[DO NOT MERGE - PLEASE REVIEW DESIGN] Feed Resource to Exporter #575

jsuereth · 2021-02-10T21:26:16Z

This PR is for discussion purposes against #570. It represents one option for how we integrate Resource through the SDK.

Basic outline:

TracerProvider is associated with a Resource
Every time a SpanProcessor is attached to a TracerProvider, it is given a pointer to the resource owned by the TracerProvider
When a SpanProcessor calls Export they must pass the associated Resource or the default.
It looks like we're missing robust tests around OTLP exporter, which I'll add before this can be submitted. Specifically I want to write a test ensuring resource-labels are appropraitely added to OTLP protos and passed around correctly.

Implications:

We've been debating "sharing" SpanProcessors. This PR would make that impossible.

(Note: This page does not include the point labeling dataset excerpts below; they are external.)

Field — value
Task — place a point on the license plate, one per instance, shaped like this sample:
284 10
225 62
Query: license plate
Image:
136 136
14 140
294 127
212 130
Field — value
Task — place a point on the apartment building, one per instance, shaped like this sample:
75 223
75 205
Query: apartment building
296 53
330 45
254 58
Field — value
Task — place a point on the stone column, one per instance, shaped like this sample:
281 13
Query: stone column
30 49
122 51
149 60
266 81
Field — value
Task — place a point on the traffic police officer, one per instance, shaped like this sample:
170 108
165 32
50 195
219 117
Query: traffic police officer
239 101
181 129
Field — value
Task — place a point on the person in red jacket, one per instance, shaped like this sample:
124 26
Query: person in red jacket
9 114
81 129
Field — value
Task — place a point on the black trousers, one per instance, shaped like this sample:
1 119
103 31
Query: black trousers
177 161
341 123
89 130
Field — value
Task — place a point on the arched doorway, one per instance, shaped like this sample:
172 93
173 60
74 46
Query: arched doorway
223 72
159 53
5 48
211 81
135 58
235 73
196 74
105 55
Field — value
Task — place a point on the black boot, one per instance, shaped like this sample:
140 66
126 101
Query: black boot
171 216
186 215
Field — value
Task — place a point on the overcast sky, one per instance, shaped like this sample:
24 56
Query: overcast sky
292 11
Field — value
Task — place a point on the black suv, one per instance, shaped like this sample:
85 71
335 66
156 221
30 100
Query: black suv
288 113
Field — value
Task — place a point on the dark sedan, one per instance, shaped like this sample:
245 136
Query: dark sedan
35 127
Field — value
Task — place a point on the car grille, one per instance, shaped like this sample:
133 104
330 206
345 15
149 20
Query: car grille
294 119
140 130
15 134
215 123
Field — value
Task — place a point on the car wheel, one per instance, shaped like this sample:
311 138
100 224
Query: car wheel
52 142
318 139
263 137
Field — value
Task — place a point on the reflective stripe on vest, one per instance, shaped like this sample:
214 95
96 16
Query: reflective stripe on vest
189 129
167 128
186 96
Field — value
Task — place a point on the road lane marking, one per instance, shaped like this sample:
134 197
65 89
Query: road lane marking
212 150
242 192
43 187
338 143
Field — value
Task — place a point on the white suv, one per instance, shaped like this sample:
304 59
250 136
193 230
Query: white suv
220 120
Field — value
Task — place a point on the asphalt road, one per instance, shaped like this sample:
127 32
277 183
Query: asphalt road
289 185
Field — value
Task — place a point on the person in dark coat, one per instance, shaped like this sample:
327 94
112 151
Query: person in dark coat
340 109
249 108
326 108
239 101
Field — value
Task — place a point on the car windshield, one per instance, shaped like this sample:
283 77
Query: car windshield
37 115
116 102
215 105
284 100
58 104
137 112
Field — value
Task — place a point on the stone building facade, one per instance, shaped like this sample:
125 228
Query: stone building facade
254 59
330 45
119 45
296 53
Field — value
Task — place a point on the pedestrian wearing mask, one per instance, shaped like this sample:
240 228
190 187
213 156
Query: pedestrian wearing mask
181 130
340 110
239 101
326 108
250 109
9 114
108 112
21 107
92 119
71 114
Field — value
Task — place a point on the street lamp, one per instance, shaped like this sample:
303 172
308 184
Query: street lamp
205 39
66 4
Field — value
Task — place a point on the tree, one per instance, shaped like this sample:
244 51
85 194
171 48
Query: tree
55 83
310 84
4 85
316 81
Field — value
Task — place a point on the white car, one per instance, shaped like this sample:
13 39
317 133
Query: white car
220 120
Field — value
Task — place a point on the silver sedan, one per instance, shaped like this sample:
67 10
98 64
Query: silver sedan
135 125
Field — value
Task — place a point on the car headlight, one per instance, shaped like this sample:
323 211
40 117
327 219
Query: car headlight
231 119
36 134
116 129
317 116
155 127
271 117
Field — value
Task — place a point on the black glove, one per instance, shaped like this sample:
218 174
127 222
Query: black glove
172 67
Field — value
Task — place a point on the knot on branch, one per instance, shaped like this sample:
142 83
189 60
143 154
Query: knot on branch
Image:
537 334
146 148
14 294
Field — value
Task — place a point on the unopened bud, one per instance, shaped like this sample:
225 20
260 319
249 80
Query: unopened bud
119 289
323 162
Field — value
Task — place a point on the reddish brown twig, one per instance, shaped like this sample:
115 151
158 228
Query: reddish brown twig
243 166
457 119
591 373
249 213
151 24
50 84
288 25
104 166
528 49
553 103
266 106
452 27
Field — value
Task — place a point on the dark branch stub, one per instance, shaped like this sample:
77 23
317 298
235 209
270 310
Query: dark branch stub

Once a SpanProcessor is given to a TracerProvider, we hijack the whole thing for the given TracerProvider
SpanProcessor is currently a shared_ptr to a TracerProvider. I think we'd need to turn that into a unique_ptrto guarantee ownership rules around passing Resource * downstream.

Other Alternatives:

I had another idea where instead of passing Resource downstream, we actually have Recordable remember its Tracer at the time of creation (and Tracer remember its TracerProvider) which should give us access to both InstrumentationLibrary and Resource. This has the same limitation where we'd need to enforce lifecycles of Exporters (the owners of Recordable) and no longer allow sharing.

Given the nuance and tracking information required from TracerProvider/Tracer for Resource/InstrumentationLibrary I actually think we should abandon the idea of sharing physical instances of Exporters/Processors and instead share configuration/setup (with duplicate classes) to keep this integration simple and easy to maintain.

Wanted to elicit feedback first:

@lalitb @pyohannes @maxgolov @ThomsonTan

ThomsonTan · 2021-02-10T22:43:51Z

Should the "[WIP]" in the title be removed?

jsuereth · 2021-02-11T00:48:26Z

@ThomsonTan I'll add more tests if we think this is the direction we want to go WRT to Resource, but I'd like to hear from the other contributors (and yourself) if you like what you see here first :) It has the caveat I mentioned and I want to make sure those are acceptable.

lalitb · 2021-02-11T12:28:54Z

@jsuereth Thanks for the design proposal. I can see the benefits arising from this proposal. Couple of points.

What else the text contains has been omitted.